The answer, according to Barry, is to make sure the approach is holistic. Yes, putting a dollar value on things is part of it – the ASVB, for instance, has calculated that CRT+YRD creates $517,023 of social value in the first year, or $2.24m over the next five years ­– but it’s not the whole story.

“There are mixed reactions globally to quantifying social value, and it’s an ongoing debate,” says Barry. “The reason we wanted to test it in this research project is that it’s never been done before – it’s a first for architecture in Australia.

“Social value has been measured in non-for-profit and other sectors for a long time already, but it absolutely requires a holistic view – you need quantitative data, but also the qualitative aspects. You need the whys, the quotes and the reasons given by the users themselves. The monetary value has its place but is never presented alone – it should always be together with these, not one or the other.”

Seeking to monetise and quantify is not what makes this approach novel, then. It’s doing it alongside and as part of a wider, multifaceted and nuanced model that includes elements such as questionnaires. “Turning non-market goods such as wellbeing into valuation and something measurable is not a new concept, but I think the danger only comes when people don’t understand it. If we don’t monetise, these kinds of wellbeing decisions often get left out of the equation.”

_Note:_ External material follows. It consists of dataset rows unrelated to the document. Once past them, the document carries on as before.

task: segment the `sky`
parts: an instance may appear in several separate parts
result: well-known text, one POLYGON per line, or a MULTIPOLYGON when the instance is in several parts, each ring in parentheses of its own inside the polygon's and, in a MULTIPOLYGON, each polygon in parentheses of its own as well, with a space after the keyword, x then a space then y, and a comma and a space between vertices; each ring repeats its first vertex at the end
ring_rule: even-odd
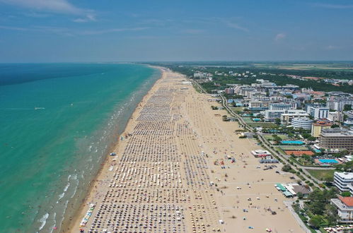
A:
POLYGON ((353 61, 352 0, 0 0, 0 62, 353 61))

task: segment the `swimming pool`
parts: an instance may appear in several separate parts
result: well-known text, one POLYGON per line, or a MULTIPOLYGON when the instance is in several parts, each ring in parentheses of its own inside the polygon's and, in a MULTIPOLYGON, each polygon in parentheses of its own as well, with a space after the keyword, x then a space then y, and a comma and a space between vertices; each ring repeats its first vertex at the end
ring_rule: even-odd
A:
POLYGON ((318 160, 321 163, 338 163, 338 161, 332 159, 320 159, 318 160))
POLYGON ((303 142, 301 141, 281 141, 282 144, 291 144, 291 145, 303 145, 303 142))

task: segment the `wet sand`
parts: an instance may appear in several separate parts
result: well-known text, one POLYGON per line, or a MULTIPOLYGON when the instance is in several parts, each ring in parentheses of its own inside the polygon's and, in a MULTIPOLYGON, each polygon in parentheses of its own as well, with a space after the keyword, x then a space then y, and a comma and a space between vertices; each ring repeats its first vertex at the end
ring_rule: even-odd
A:
POLYGON ((163 69, 134 112, 114 149, 117 155, 108 156, 64 229, 303 232, 274 187, 291 181, 291 175, 275 173, 278 164, 263 170, 250 155, 260 148, 256 141, 239 138, 236 122, 215 116, 226 112, 211 109, 220 104, 185 80, 163 69), (80 226, 91 208, 87 223, 80 226))

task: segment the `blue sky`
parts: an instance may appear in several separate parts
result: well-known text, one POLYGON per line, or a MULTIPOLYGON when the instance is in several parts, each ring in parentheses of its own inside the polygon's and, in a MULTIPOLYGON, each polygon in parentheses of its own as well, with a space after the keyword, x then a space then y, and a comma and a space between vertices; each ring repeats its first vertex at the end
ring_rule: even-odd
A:
POLYGON ((0 62, 353 60, 353 1, 0 0, 0 62))

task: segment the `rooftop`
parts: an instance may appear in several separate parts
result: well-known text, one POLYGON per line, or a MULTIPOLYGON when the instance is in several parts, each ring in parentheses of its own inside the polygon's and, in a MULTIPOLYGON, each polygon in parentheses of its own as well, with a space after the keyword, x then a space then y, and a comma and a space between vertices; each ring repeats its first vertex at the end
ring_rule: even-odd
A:
POLYGON ((338 198, 347 206, 353 207, 353 196, 349 196, 349 197, 339 196, 338 198))
POLYGON ((335 172, 335 174, 345 179, 353 179, 353 172, 335 172))

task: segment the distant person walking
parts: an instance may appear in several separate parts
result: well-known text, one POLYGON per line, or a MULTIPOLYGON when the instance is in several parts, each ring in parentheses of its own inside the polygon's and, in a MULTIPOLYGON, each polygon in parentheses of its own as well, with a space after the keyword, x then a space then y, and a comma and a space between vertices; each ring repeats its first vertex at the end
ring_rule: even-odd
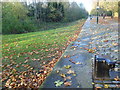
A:
POLYGON ((90 20, 92 19, 92 15, 90 15, 90 20))
POLYGON ((106 14, 105 14, 105 13, 103 13, 103 19, 105 19, 105 17, 106 17, 106 14))

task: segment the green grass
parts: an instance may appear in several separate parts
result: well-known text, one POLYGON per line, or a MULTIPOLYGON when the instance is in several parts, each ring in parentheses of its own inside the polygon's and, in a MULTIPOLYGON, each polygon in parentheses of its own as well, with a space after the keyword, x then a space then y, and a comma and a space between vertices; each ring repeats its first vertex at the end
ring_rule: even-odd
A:
MULTIPOLYGON (((76 31, 80 31, 78 29, 84 22, 83 19, 57 29, 2 35, 3 71, 10 69, 7 73, 11 73, 14 68, 23 72, 34 68, 33 70, 39 72, 42 65, 61 56, 60 52, 65 50, 68 40, 74 37, 76 31)), ((9 78, 9 75, 3 78, 9 78)))

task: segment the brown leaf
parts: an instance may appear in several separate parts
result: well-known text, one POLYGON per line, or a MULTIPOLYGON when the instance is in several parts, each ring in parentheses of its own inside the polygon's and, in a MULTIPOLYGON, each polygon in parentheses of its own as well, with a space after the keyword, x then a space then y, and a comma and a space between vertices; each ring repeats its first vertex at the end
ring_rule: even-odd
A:
POLYGON ((67 86, 71 86, 71 82, 64 82, 64 85, 67 86))

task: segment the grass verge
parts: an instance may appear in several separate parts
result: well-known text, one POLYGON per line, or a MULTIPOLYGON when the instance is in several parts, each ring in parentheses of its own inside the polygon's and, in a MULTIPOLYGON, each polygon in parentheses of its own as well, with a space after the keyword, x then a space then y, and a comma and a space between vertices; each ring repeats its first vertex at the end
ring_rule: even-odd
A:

So, how does it actually work? Hayball’s methodology starts with an overarching social value framework with 15 social outcomes grouped under three pillars. “Ideally, we get the whole project team to agree which outcomes we want to create on the basis of local needs through speaking to the community and the client. Then you’d agree on the design features that will help achieve those outcomes,” explains Barry.

Hayball points to Nightingale Village, for which it was executive architect working in collaboration with Architecture architecture, Austin Maynard Architects, Breathe, Clare Cousins Architects and Kennedy Nolan, as a prime example of threading social value into a project. The initiative has used CRT+YRD, part of the wider Nightingale project, as a test case for the new research framework.

An emphasis on social connection at CRT+YRD can be seen in built form through the widening of circulation spaces as places for people to meet each other. Again, this concept as a design truism is nothing new, but threading it into a wider framework that can quantify, and therefore possibly hold other parties to account in the process, is a potential game-changer.

Barry adds another example in relation to a current project: “We know that providing more green space is good for social cohesion, wellbeing, and the environment. If you look at without a dollar figure, it doesn’t make as much financial sense – but seeing the dollar value of not doing it helps to join a conversation from which architecture is often pushed aside.”

Amidst these important ideas, Hayball is calling for more people and practices across the industry to support the initiative by engaging in the robust process of testing and finding the best ways of combining quantitative with qualitative data. It’s a way, notes Barry, of starting a conversation and it’s an invite for the whole industry – including larger bodies such as the AIA – to join the debate. 

The report also arrives alongside a wider milestone for Hayball: “We’ve framed the 40th anniversary in terms of social value because I think we’ve always cared about this, but without calling it by its name,” says Barry. “Measuring social value is a really beautiful opportunity for us to formalise what we’re already doing into a single framework and then share it with the rest of the industry.”